Generator Safety

Generator Safety

Choose the right-sized generator for your needs

Selecting the proper wattage of an electric generator involves more than simply adding up the wattage of the lights and appliances you want to power. Electric motors require extra power to start up. A sump pump, for example, may need more than 1,200 watts of power to start up, but only 800 or so to run afterwards. A furnace fan may need over 2,000 watts to start running, then drop to half that level. Light bulbs, water heaters, radios and other motorless end uses have the same wattage requirements to start as to run.

Some generators provide a few hundred watts of power, which limits what you can operate with them. Planning to run just a few large appliances or tools and some lights may require from 4,000 to 12,000 watts' total power from your generator, or more. Smaller generators cost less to buy, but may not meet your needs.


Always make sure that electrical devices are turned off before you connect them to a generator or generator-powered circuit. Once the generator is running, switch devices on one by one. Shut them down again before switching back to your utility service.

Generator Safety Tips

Generators can be helpful during extended power outages. Please review this safety information and always read, understand and follow the manufacturer's instructions for safe use.

  • Operate outdoors in a clean, dry area. Never operate a generator indoors, in an attached garage or near a building's air intake. Without adequate ventilation, carbon-dioxide, carbon-monoxide, and other dangerous gases can build up and become deadly.
  • Generator must be kept dry and properly grounded.
  • Don't touch a generator if you are wet or are standing in water or on damp ground.
  • After losing power, turn off main breaker or pull main fuse block.
  • Generators that are directly connected to existing wiring systems must use a double-pole, double-throw (DPDT) transfer switch to prevent backfeed.
  • All electrical connections must comply with the National Electric Code.
  • Do not overload generator with too many appliances. Get the right-sized generator for your needs.
  • Use properly sized extension cords in good condition.
  • Keep an approved, fully charged fire extinguisher nearby.
  • You may be liable for damage or injury to people and property that may result from an improperly installed or operated emergency generator.

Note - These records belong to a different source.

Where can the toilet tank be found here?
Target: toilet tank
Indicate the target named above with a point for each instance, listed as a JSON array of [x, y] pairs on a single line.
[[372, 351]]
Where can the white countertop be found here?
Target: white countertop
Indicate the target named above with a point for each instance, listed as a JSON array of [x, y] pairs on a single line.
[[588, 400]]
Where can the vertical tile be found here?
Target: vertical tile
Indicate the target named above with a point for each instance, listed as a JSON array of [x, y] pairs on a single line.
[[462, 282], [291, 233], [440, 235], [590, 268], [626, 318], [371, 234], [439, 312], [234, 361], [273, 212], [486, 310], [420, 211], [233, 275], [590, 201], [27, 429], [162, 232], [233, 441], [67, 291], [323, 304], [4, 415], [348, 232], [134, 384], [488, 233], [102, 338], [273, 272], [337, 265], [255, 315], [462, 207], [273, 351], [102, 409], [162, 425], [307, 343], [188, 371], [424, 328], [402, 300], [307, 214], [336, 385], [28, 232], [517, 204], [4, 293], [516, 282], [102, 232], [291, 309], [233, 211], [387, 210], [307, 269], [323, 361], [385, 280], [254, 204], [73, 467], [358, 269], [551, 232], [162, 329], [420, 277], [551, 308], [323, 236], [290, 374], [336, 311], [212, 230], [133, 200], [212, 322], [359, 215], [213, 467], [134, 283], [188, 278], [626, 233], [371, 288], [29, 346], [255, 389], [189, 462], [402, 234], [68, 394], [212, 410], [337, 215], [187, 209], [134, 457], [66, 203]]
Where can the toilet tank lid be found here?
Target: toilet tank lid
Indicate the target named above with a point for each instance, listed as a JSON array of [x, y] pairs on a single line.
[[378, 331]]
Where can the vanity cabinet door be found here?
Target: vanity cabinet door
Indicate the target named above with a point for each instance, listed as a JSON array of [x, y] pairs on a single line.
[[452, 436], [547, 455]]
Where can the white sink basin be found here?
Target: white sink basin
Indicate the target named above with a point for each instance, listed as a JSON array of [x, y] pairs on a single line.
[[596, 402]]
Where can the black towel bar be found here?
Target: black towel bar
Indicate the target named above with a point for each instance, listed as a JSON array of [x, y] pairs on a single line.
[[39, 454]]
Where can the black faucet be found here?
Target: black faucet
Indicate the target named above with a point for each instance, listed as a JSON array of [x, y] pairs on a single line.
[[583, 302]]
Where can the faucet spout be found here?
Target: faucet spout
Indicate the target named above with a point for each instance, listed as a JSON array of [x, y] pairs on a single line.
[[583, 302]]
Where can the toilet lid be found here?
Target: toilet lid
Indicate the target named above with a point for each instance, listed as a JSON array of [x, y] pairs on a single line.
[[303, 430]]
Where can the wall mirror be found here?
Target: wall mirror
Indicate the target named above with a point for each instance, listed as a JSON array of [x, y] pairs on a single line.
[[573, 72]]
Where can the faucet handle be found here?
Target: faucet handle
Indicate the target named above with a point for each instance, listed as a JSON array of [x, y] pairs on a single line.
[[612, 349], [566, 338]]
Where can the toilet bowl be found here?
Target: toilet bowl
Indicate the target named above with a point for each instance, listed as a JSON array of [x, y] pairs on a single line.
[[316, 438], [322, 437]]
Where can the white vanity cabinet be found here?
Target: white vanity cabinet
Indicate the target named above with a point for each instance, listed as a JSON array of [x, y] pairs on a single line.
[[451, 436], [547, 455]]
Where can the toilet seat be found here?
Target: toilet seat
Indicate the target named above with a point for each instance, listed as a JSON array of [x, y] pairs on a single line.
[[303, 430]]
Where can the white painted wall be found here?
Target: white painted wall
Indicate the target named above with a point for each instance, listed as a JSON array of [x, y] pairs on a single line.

Stay Safe - Reduce Fire Hazards

  • Don't store gasoline or other generator fuels in your home or near the generator.
  • Don't refuel the generator while it's running.
  • Don't smoke, use open flames, or operate electrical switches while handling fuel.
  • Don't store fuel in any container that isn't specifically designed for that purpose.

Additional Tips

  • Protect vital household circuits with Ground Fault Interrupters, devices built into wall outlets that trip out if current surges. If your home doesn't already have GFIs, an electrical contractor can install them at moderate cost.
  • Be sure to inspect and maintain your generator regularly.

Connecting a generator

Direct Connection: 

To power your household circuits directly, you must install a transfer switch. Whether automatic or manual, a transfer switch makes sure your household wiring, or selected circuits to be supplied by the generator, can't be connected to the utility grid and to your generator at the same time. That prevents backfeed and the risk of having your generator damaged or destroyed if utility power is restored while the generator is connected to your wiring. A licensed electrician will install the switch for you. A directly connected generator can backfeed onto the power lines connected to your home. Utility transformers can then step up this backfeed to thousands of volts, and that can be a hazard to a utility lineworker making outage repairs to the electricity system. A licensed electrician will install the switch for you.

Portable Connection:

Portable generators aren't intended to be connected directly to your household wiring, but to the items you wish to power. Use properly sized, outdoor-rated cords to power items such as a stove, refrigerator, furnace, water pump, or lamps. If a portable unit is to be hooked to household circuits rather than to appliances themselves, it needs a transfer switch and a dry, solid mounting in a properly vented area, just as a permanent unit does. Portable generators need to be grounded, just like other major electrical devices. Follow the manufacturer's instructions for safe use.